Huntington, Ind.—Huntington University has been selected as a winner of the 2007 Ball Brothers Foundation Venture Fund competition, a grant established by the Ball Brothers Foundation of Muncie, Ind., and administered by the Independent Colleges of Indiana.
The fund provides seed money for campus start-up initiatives aimed at stimulating creativity and innovation and fostering competition and collaboration among the state’s 31 independent colleges and universities.
Huntington University is using its $18,000 award for the “Urban Scholarship and Mentoring Program,” a program geared toward increasing campus diversity by working with organizational partners to identify and support up to six urban students annually in a scholarship, mentoring and urban leadership program. This already-launched program involves a partnership between Huntington University and Youth for Christ, a national organization with a presence in many urban areas, and is modeled on a highly successful urban partnership program operating in other states.
“The Urban Scholarship and Mentoring Program is an exciting opportunity for Huntington University to increase enrollment and retention from urban areas,” said Jesse Brown, assistant dean of student development. “Working with Youth for Christ over the years has been a great partnership, and I look forward to having some of their best student leaders on Huntington’s campus.”
With the first participants scheduled to enroll for fall 2008, this multimillion-dollar scholarship and mentoring program will provide a Christ-centered education and opportunities for leadership development and service at the Primetime Center, a central-city youth center in Fort Wayne.
“This grant is crucial to the start up of this program,” said Dr. Norris Friesen, vice president and dean of the university. “We have a good relationship with Youth for Christ, but didn’t have the resources necessary to leverage the partnership. The Ball Venture Fund grant will help us launch this program and realize our commitment to diversity by recruiting qualified minority students.
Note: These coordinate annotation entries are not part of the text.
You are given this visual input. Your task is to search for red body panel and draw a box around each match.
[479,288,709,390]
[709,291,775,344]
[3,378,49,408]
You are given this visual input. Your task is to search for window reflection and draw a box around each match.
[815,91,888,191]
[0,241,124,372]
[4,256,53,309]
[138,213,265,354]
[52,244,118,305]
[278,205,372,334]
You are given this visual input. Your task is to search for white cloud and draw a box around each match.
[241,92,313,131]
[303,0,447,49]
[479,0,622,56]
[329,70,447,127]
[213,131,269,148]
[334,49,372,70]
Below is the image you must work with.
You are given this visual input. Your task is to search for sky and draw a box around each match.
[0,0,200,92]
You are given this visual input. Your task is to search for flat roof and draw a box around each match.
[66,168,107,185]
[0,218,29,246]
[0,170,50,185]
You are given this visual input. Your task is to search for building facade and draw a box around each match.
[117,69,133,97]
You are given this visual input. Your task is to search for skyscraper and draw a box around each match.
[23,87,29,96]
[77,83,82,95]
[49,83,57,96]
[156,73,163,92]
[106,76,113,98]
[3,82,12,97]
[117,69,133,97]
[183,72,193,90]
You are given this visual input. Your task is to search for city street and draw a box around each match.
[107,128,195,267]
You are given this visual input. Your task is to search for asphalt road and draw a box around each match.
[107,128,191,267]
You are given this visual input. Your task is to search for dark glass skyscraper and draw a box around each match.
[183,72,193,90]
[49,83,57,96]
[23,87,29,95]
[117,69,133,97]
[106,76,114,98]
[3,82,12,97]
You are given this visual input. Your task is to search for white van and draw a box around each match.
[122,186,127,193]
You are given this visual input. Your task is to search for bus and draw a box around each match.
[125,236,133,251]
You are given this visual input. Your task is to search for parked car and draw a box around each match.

The grant also will provide the momentum necessary to help identify other funding sources to sustain the program.”
Huntington University and Youth for Christ also will jointly hire a director for the program. Among the director’s responsibilities will be annually coordinating the recruitment process of six culturally diverse students, providing discipleship opportunities and guidance for each student in the collaboration program, providing ongoing institutional perspective on diversity to the university and coordinating volunteer assignments with the Primetime Center.
“We hope that by providing a director of the program, leadership training, mentoring and service opportunities we will better support the students’ experiences and help them persist through graduation,” Brown said. “Recognizing that they are still a small number of new students, I look forward to seeing how the new students’ diverse backgrounds will shape our campus culture.”
Now in its ninth year of existence, the Ball Brothers Foundation Venture Fund has disbursed more than $500,000 for 22 innovative start-up initiatives on Indiana’s independent campuses. The 2007 recipients, which also include Butler University and the University of St. Francis, were chosen from a field of 24 proposals submitted by 18 ICI member colleges and universities. The three winning proposals will each receive $18,000 in seed funding.
The recipients were selected by a panel of judges, including Douglas A. Bakken, executive vice president/COO of the Ball Brothers Foundation; Jill R. Kramer of the Lumina Foundation for Education; Joseph A. Slash of the Indianapolis Urban League; and R. Duane Odle of Gibraltar Design.